Joke Collection Website - Cold jokes - 26 years of service, 9 years of deputy director, can the incumbent deputy department have a three-level sheriff?

26 years of service, 9 years of deputy director, can the incumbent deputy department have a three-level sheriff?

I was admitted to Heilongjiang Provincial People's Police School on 1985 National College Entrance Examination. 1987 After graduation, I was assigned to the Jiagedaqi Railway Police Force (that is, people usually say "trained"). However, when the national police rank was awarded, I became a "first-class police officer", while my classmate assigned to the local public security bureau in Jiagedaqi was a "third-class police officer". Jokes? I didn't expect "I can't catch up with you step by step". Now he works in Qiqihar police detachment. Before the Dragon Boat Festival, the "civil servant salary reform" was finally realized. I am a "four-level sheriff", and the younger but longer-serving one is a "three-level sheriff". The salary is hundreds of times higher than mine (because most of my colleagues have been soldiers since they graduated from junior high school, and the length of service as soldiers is counted; The police academy is not about seniority. When Jiagedaqi was just awarded the rank of police, our leader said that your two-year police academy calculated your length of service (thanks), but compared with my peers, I went to high school for nothing for three years (not counting my length of service)?
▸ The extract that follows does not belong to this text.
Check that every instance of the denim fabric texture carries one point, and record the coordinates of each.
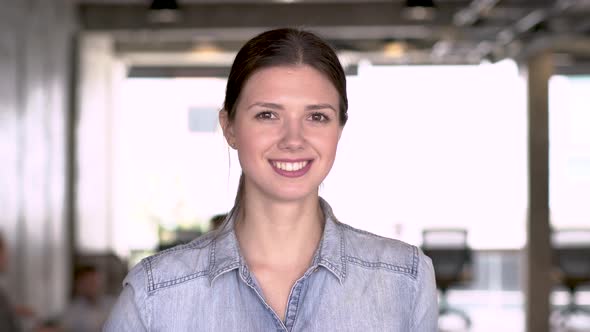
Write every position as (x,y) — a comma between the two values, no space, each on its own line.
(357,281)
So, this is the result today. Is there any way? In the China Police Force, I have experienced this situation in many cases. "People speak little"! It should be noted that my diploma is always a "secondary school" in the police academy, unlike some colleagues who have a "junior college or undergraduate course". I think today's senior leaders should know how those diplomas came from, just like some leaders are "masters" who are full of typos. I didn't mean to cancel their treatment (that is, a leader realized that this was unfair and compared me to a "third-class sheriff". My income is still lower than that of my colleagues, because there is still a piece of "seniority salary". I'm afraid complete fairness is our extravagant hope, but relative fairness should not be difficult to achieve? Like some things "impossible, but not"), that is to say, my superior leaders can't think that my diploma was obtained in "correspondence secondary school" or at work? However, mine, like most of my colleagues, is lower than their "junior college" I wrote in a hurry, and the words didn't convey the meaning. I felt it. Welcome to comment.